The recent drought that began in 1998 in the eastern Mediterranean Levant region -- comprising Cyprus, Israel, Jordan, Lebanon, Palestine, Syria, and Turkey -- is about 10 to 20 percent drier than the worst drought of the past nine centuries, a NASA study has found.
Scientists reconstructed the Mediterranean's drought history by studying tree rings as part of an effort to understand the region's climate and what shifts water to or from the area.
Thin rings indicate dry years while thick rings show years when water was plentiful.
The research, accepted for publication in the Journal of Geophysical Research-Atmospheres, is part of NASA's ongoing work to improve the computer models that simulate climate now and in the future.
"The magnitude and significance of human climate change requires us to really understand the full range of natural climate variability," said study lead author Ben Cook, climate scientist at NASA's Goddard Institute for Space Studies in New York.
"If we look at recent events and we start to see anomalies that are outside this range of natural variability, then we can say with some confidence that it looks like this particular event or this series of events had some kind of human caused climate change contribution," he said.

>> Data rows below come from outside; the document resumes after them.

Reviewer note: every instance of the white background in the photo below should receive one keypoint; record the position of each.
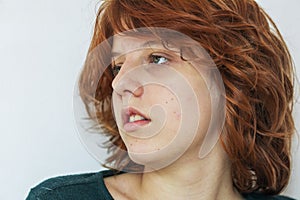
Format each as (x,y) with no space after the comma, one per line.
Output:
(42,48)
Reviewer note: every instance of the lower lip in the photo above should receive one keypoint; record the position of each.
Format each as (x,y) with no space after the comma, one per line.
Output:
(133,126)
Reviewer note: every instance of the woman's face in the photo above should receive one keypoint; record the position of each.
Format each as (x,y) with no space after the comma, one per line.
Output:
(161,103)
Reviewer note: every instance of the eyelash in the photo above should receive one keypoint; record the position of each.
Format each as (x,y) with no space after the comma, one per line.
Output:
(115,68)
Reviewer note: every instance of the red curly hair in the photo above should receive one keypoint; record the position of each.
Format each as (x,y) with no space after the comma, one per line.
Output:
(254,63)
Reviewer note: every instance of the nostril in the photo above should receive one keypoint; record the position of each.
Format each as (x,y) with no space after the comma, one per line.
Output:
(138,91)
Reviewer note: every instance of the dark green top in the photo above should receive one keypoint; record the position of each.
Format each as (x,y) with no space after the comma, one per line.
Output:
(91,187)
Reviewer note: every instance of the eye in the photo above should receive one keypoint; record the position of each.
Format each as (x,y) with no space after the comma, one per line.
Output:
(157,59)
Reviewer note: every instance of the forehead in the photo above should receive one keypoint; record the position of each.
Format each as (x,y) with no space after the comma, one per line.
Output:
(128,43)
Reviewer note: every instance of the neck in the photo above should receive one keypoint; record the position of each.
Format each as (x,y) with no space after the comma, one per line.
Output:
(191,178)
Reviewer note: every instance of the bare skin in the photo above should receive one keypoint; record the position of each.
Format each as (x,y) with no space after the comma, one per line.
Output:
(209,179)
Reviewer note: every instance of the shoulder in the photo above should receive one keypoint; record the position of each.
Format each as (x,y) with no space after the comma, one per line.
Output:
(80,186)
(257,196)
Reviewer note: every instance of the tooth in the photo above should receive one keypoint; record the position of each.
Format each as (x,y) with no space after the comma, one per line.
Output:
(134,118)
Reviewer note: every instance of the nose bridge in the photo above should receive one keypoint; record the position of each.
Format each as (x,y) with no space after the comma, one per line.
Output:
(126,82)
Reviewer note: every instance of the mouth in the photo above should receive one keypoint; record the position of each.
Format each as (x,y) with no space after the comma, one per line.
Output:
(133,119)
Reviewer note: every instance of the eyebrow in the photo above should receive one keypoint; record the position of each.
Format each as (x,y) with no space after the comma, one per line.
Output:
(143,45)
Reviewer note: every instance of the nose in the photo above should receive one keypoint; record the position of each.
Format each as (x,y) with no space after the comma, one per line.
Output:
(126,81)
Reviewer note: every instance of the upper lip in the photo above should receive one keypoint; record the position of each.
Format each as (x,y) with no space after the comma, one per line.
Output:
(127,112)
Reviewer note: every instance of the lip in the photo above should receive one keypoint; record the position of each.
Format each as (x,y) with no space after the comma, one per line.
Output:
(133,126)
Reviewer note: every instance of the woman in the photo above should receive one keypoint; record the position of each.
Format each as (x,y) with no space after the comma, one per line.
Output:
(195,99)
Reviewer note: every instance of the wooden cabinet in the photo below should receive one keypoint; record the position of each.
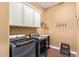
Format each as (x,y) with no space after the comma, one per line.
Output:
(15,14)
(23,15)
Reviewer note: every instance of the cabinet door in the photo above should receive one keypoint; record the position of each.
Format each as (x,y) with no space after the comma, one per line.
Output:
(15,13)
(28,16)
(37,19)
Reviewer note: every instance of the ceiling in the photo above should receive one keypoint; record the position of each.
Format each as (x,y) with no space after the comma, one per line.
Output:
(47,4)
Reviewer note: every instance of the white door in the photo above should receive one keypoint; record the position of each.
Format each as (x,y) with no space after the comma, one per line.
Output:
(37,18)
(28,16)
(15,13)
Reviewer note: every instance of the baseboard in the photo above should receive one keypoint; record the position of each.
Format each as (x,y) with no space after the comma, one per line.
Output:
(57,48)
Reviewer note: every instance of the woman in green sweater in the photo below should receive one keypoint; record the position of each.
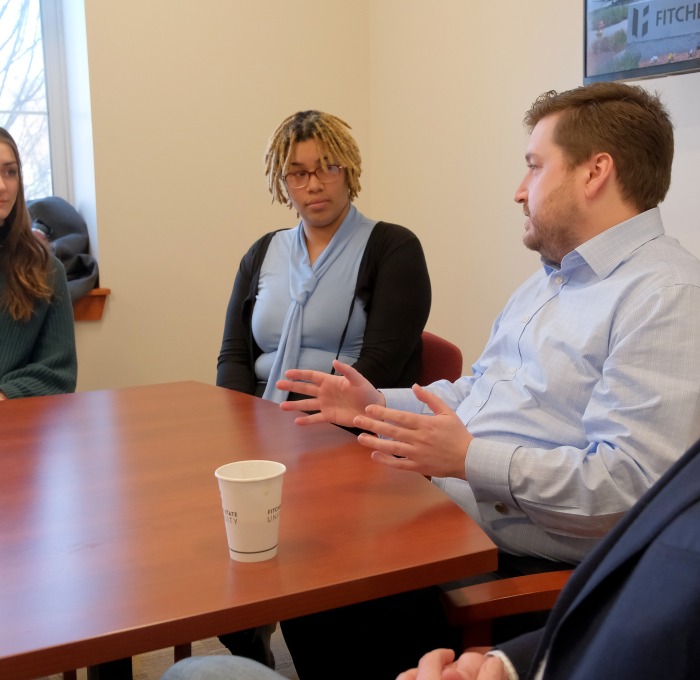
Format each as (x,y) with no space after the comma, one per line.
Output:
(37,336)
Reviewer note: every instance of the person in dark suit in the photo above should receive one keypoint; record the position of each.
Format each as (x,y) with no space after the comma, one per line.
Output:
(630,610)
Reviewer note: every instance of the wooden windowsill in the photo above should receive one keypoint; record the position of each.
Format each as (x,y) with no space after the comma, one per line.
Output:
(90,306)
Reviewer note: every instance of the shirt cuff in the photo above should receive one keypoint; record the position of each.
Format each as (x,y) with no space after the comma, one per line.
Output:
(510,669)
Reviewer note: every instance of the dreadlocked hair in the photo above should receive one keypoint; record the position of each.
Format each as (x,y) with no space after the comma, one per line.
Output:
(24,260)
(334,142)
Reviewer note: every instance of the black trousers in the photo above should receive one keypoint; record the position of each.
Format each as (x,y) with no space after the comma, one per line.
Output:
(378,639)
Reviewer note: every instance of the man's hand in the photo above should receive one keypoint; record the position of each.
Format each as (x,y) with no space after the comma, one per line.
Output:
(440,665)
(435,446)
(337,398)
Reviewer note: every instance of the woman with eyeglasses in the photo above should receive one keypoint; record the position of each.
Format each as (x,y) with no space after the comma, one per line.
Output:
(337,285)
(37,337)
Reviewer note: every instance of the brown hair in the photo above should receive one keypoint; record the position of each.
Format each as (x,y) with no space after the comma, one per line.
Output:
(333,139)
(24,260)
(627,122)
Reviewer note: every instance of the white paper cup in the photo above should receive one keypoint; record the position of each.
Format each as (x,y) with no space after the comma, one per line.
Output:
(251,496)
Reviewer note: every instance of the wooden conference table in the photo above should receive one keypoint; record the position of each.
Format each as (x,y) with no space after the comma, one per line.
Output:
(112,539)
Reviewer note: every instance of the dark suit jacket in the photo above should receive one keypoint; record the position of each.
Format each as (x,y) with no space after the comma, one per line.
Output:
(632,607)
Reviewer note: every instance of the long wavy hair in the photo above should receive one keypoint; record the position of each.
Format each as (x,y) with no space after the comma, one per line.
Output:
(24,259)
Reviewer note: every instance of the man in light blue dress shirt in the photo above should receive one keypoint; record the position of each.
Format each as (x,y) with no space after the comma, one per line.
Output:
(587,389)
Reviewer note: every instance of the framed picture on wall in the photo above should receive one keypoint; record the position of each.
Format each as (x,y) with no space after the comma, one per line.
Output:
(626,39)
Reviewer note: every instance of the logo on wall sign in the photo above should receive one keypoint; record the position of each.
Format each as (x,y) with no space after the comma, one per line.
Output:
(640,22)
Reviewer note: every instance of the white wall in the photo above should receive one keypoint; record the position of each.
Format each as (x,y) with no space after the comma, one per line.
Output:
(184,97)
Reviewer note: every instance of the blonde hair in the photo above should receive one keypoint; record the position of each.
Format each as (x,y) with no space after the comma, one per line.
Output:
(333,139)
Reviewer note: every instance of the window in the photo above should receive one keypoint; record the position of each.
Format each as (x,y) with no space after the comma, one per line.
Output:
(32,86)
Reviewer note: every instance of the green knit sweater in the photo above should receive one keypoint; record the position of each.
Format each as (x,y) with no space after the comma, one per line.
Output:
(38,356)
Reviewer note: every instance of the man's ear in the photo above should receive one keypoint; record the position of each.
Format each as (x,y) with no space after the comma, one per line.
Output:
(600,170)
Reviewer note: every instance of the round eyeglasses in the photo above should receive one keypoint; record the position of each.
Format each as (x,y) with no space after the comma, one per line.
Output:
(300,178)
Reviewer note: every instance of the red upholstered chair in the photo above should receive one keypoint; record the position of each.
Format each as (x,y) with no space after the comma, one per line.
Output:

Cook and his colleagues used the tree-ring record called the Old World Drought Atlas to better understand how frequently and how severe Mediterranean droughts have been in the past.

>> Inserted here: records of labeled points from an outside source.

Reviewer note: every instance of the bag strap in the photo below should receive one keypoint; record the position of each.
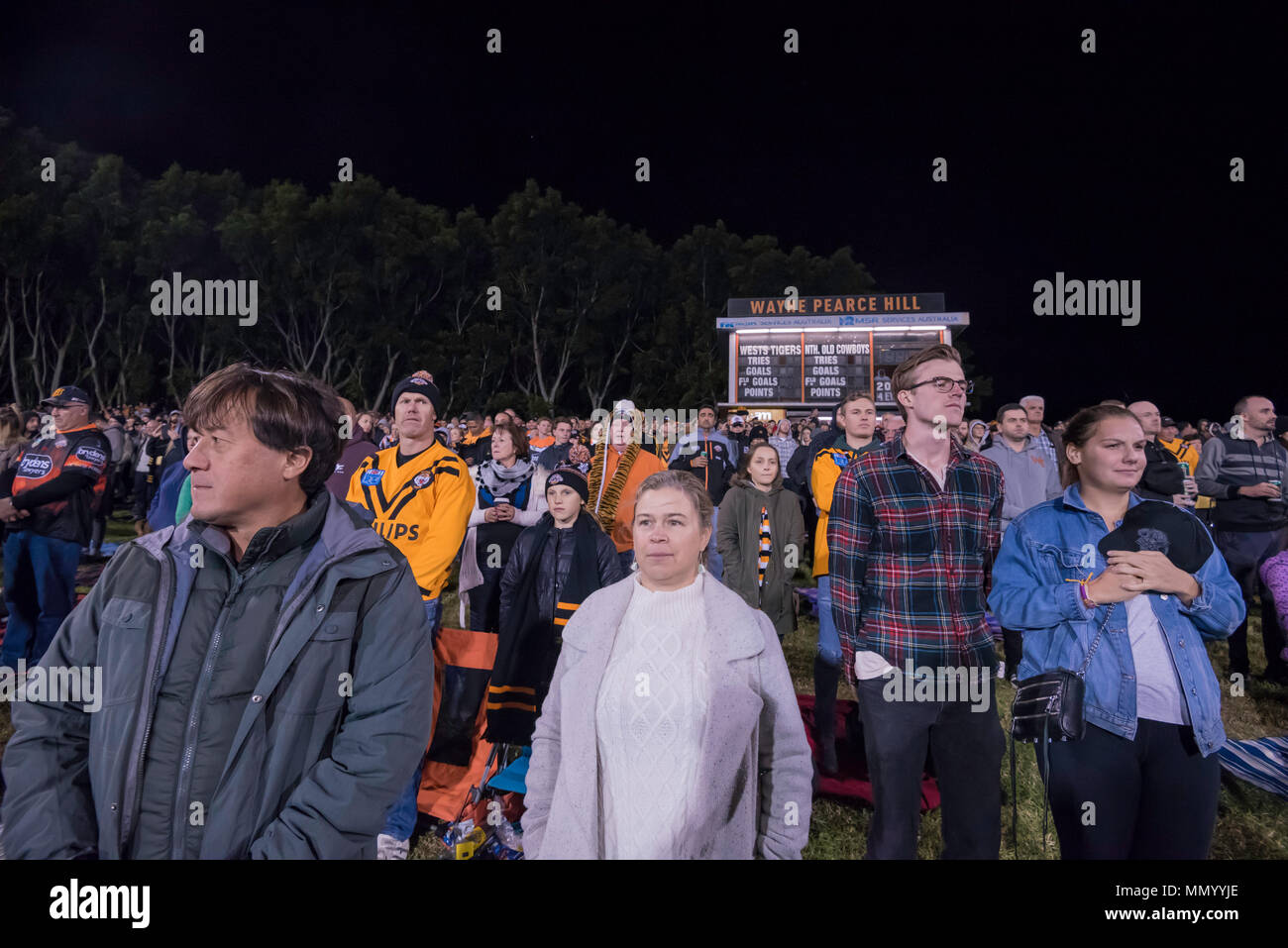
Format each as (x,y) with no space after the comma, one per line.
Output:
(1016,806)
(1095,643)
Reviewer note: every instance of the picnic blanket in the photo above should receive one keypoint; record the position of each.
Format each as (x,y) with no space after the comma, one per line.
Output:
(1262,763)
(851,781)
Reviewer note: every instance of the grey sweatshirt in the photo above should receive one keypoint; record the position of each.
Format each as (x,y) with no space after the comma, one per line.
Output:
(1028,475)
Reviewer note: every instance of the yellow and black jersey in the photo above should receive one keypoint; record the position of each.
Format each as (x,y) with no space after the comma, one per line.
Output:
(421,506)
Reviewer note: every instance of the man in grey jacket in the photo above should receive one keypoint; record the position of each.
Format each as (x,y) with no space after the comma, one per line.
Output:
(266,664)
(1028,479)
(1244,472)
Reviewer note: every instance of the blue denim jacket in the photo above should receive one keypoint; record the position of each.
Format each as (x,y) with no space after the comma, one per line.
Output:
(1056,541)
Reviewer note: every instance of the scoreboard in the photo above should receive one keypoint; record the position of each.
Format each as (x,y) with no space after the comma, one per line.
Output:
(812,351)
(794,368)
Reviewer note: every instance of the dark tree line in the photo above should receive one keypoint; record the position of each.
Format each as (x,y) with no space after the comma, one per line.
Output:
(361,286)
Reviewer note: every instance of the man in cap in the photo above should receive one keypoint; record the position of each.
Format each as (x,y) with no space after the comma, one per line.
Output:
(554,566)
(617,471)
(708,456)
(476,445)
(48,498)
(421,496)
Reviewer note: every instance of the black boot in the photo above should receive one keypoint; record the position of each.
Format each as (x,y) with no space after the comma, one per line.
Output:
(825,679)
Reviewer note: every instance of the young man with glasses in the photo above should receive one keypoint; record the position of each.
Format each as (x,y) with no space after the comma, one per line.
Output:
(912,536)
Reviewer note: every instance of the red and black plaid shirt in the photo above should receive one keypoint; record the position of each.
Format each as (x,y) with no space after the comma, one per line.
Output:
(910,562)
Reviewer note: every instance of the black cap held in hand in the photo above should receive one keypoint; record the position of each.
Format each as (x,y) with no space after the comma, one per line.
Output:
(1158,526)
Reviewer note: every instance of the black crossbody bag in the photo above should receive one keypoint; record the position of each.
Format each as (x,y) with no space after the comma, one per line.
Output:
(1048,707)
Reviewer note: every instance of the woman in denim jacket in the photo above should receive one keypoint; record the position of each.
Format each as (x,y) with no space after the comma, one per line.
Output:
(1153,706)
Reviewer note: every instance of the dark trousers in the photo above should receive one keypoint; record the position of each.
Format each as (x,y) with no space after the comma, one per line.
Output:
(1244,553)
(967,750)
(1153,797)
(1013,649)
(40,592)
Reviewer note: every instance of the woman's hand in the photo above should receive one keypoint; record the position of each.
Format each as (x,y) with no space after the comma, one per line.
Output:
(1150,571)
(1111,586)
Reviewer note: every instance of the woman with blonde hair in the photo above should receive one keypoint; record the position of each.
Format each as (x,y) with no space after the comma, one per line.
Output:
(671,727)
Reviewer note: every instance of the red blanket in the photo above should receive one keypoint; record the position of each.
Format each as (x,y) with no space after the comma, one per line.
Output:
(851,781)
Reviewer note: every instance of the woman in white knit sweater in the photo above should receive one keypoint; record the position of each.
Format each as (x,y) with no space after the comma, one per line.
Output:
(671,727)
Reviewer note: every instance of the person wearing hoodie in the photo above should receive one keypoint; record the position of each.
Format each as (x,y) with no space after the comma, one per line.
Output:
(1028,479)
(356,450)
(554,566)
(1163,476)
(857,420)
(761,537)
(785,445)
(711,459)
(510,491)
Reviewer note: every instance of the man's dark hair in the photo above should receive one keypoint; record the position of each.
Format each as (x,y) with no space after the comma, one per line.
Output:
(284,412)
(902,377)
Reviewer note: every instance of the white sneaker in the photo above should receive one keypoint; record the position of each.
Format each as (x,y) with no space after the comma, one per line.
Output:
(390,848)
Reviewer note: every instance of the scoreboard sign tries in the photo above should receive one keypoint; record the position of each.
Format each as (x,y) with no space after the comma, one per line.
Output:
(810,351)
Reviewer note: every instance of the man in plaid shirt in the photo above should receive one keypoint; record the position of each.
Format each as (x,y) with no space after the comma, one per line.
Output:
(912,536)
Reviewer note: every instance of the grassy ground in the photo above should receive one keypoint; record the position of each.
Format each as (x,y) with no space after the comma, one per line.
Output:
(1250,824)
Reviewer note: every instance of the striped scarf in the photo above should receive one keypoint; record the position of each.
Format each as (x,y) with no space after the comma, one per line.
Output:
(605,506)
(765,546)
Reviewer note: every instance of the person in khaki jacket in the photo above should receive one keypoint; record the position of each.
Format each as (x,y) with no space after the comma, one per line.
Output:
(671,728)
(761,537)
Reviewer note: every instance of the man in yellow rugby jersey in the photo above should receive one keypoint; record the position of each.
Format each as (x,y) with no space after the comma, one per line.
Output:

Rings of trees both living and dead were sampled all over the region, from northern Africa, Greece, Lebanon, Jordan, Syria and Turkey.
Combined with existing tree-ring records from Spain, southern France, and Italy, these data were used to reconstruct patterns of drought geographically and through time over the past millennium.
Between the years 1100 and 2012, the team found droughts in the tree-ring record that corresponded to those described in historical documents written at the time.
According to Cook, the range of how extreme wet or dry periods were is quite broad, but the recent drought in the Levant region, from 1998 to 2012, stands out as about 50 percent drier than the driest period in the past 500 years, and 10 to 20 percent drier than the worst drought of the past 900 years.